In order to understand the topic of this article, we must first understand the term synesthesia. Synesthesia is defined as a perception of mixed sensations: stimulating one sense involuntarily causes a person to perceive it with another sense, for example a sound being perceived visually.  Synesthesia is usually a developmental condition, however recent research has shown that mirror touch synesthesia can be acquired after sensory loss following amputation.  There are several types of synesthesia, which have been recognized and studied for quite some times. Others are relatively new to the medical forefront, such as Mirror-Touch Synesthesia (herein referred to as MTS), which was first noted in 2005. Synesthesia are hereditary, passed through the X chromosome (females possess 2 X chromosomes and males 1); likewise, a person who has one type of synesthesia is likely to have other types as well. [1,2,3]
Mirror-Touch Synesthesia is a rare neurological condition in which the “synesthete” (person with synesthesia) physically feels what others experience. One example is that if another person is stroked on their arm, the individual with MTS would feel the sensation of their arm being stroked.  This condition has received attention recently due to a neurologist with the condition, Joel Salinas, MD a neurology resident at Harvard Medical School. Salinas in one noted example, physically felt the sensation of his tapping a patient’s knee to test reflexes, despite the patient showing no clear reflexes. 
One can imagine the difficulty that Dr. Salinas must face every day, being a neurologist and working with people suffering from dystonias (disorders of muscle tone/spasticity), stroke, multiple sclerosis, etc. One early synesthete reportedly witnessed a man being punched and passed out in her car.  MTS for many can be debilitating. Imagine having this condition and witnessing a fatal car accident or murder. Some synesthetes become homebound, even unable to watch television lest they have a physical reaction to what they are watching. Studies show that the intensity of the stimulus does correlate to the intensity of the perceived sensation by the synesthete. For example, a touch vs. a punch.  When Salinas performs a spinal tap on a patient, he can feel the needle going into his own lower back. “When a psychotic patient goes into a rage, Salinas feels himself getting worked up. Even when patients die, Salinas feels an involuntary glimmer of the event firsthand. His body starts to feel vacant—empty, like a limp balloon.” 

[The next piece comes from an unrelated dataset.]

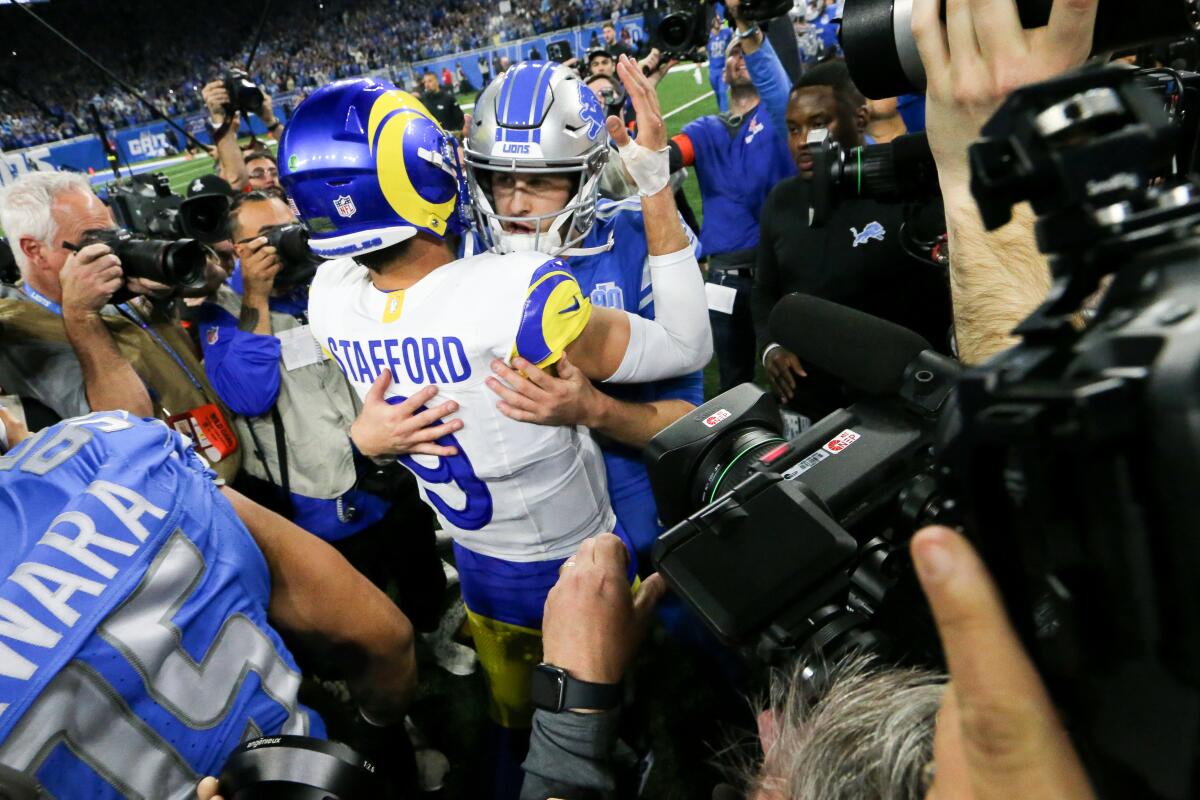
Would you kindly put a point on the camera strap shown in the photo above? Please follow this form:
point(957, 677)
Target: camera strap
point(41, 300)
point(132, 314)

MTS “has aroused significant interest among neuroscientists in recent years because it appears to be an extreme form of a basic human trait. In all of us, mirror neurons in the premotor cortex and other areas of the brain activate when we watch someone else’s behaviors and actions. Our brains map the regions of the body where we see someone else caressed, jabbed, or whacked, and they mimic just a shade of that feeling on the same spots on our own bodies. For mirror-touch synesthetes like Salinas, that mental simulacrum is so strong that it crosses a threshold into near-tactile sensation, sometimes indistinguishable from one’s own. Neuroscientists regard the condition as a state of ‘heightened empathic ability.’ “  As you might guess from that quote, those with MTS have responses not only to physical stimulus of others, but also emotions. Studies show that persons with MTS “scored significantly higher…on reading social cues that indicated that a person was feeling confident, stressed, sad, perplexed, or mystified. They’ve also found that mirror-touch synesthetes tend to have a greater volume of gray matter in areas of the brain linked to social cognition and empathy, and less brain volume in the temporoparietal junction, which plays a key role in distinguishing self from other.”  Hence the relevance to National Paranormal Society.
MTS differs from other synesthesia in that it may be genetic in origin, or may develop following a trauma. Some amputees studied perceived stimulus of pain, touch, movement or cold, for example, in limbs which had been amputated. “Phantom pains” are reported by 98% of amputees. [1,2] Personally I recall a relative having excruciating pain in a leg that had been amputated due to complications of diabetes. Stroke patients with paralysis on one side rendered similar results.
Diagnosis of MTS depends on the presence of three criteria: 1) the synesthete’s response upon seeing another being touched must feel like a conscious sensation (i.e. not a delusion or imagination); 2) the responses are induced by a stimulus would not generally cause this response; 3) these sensations must be involuntary, i.e. not by conscious thought.  While quite rare, MTS is among the more prevalent types of synesthesia. It has two sub-types: one, a true mirror touch, where the sensation is felt on the opposite side as that of the person who actually receives the stimulus (as in a reflection), and the other in which the sensation is felt on the same side. 
MTS is a relatively new condition which places scientific research and data in the form of brain-mapping, and the relative mass of certain areas of the brain governing traits collectively assigned to empaths, with neuroscientists describing it as basically a hyper-sensitive form of physical and emotional empathy. MTS is still being studied; however, the results thus far are fascinating.